The debate about the most appropriate way of financing healthcare delivery has been an issue since the colonial era. After the attainment of Independence, successive governments have tried in different ways to find better, sustainable and more acceptable ways to finance health care service delivery in Ghana.
Hence, the enactment and subsequent passage of the National Health Insurance Act 2003 (Act 650) and subsequent Legislative Instrument (L.I. 1809) of 2004, which introduced the National Health Insurance Scheme (NHIS), focused on removing financial barriers to the utilization of healthcare among Ghanaians. This was to enable subscribers get access to quality healthcare at minimum cost and was a most welcomed intervention in the healthcare delivery strategy.
As part of the National Health Insurance Authority’s (NHIA) efforts at expanding access to quality and affordable healthcare to all subscribers under the scheme, the NHIA enrolled private healthcare facilities to serve as accredited healthcare service providers under the scheme. This initiative allowed members of the Ghana Registered Midwives Association (GRMA) to join the scheme to ensure that their services were available to NHIS subscribers.

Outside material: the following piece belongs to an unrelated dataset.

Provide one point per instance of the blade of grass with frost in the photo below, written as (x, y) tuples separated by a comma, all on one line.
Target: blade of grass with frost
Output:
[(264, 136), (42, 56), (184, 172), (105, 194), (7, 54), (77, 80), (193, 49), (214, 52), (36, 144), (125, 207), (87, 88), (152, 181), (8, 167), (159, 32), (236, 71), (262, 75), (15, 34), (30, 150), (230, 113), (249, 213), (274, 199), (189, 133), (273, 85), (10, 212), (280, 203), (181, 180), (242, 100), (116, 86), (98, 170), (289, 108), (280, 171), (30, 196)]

Unfortunately, the inability of the NHIA to strictly adhere to provisions in section 71(1) of the National Health Insurance Act 2003 (Act 650), which states that “Tariffs payable to healthcare providers shall be paid within four weeks by schemes to the healthcare providers directly” is adversely affecting the business viability of members of GRMA who are accredited as service providers under the scheme.
The current practice where claim payments by the NHIS is always in arrears, in certain cases in excess of 6 months, presents a formidable challenge to the delivery of quality midwifery services by GRMA members to subscribers of the NHIS.
This undue delay in the payment of claims to NHIS service providers and members of the GRMA will adversely affect Ghana’s efforts at attaining her targets under goals 4 and 5 of the Millennium Development Goals (MDG) on maternal and infant mortality rates especially in most remote and rural inaccessible areas. These are areas where more often than not midwifes are the only healthcare service providers in the entire community.
What makes the inability of the NHIA to comply with section 71(1) of Act 650 even more precarious on the business viability of GRMA members is the fact that a vast majority of members of the association are retired midwives who have established maternity homes from their own scarce resources to enable them render quality midwifery and other essential primary healthcare services to the public.
Most of these healthcare facilities operate with minimal funds as against our overheads and recurrent expenditure.
The Government’s service contract with the scheme expects GRMA members to pre-finance all their services to NHIS subscribers (except those under capitation pilot) and then file claims at the end of the month for reimbursement from the scheme.
Most GRMA members obtain their supplies on credit or as loans from financial institutions to enable them to render their services to NHIS members; therefore any delay by the scheme to reimburse claims jeopardizes the already precarious financial situation members find themselves in. This also compromises on the quality of healthcare offered by GRMA members to NHIS subscribers to the detriment of quality healthcare delivery as a whole in the country.
It is against this backdrop that the GRMA is, under the Business Sector Advocacy Challenge (BUSAC) Fund, advocating for broader consultation and dialogue between the NHIA and all stakeholders to identify sustainable cost containment and funding measures that will facilitate compliance with 71(1) of Act 650 to improve the cashflow situation of GRMA members who are accredited as service providers under the NHIS.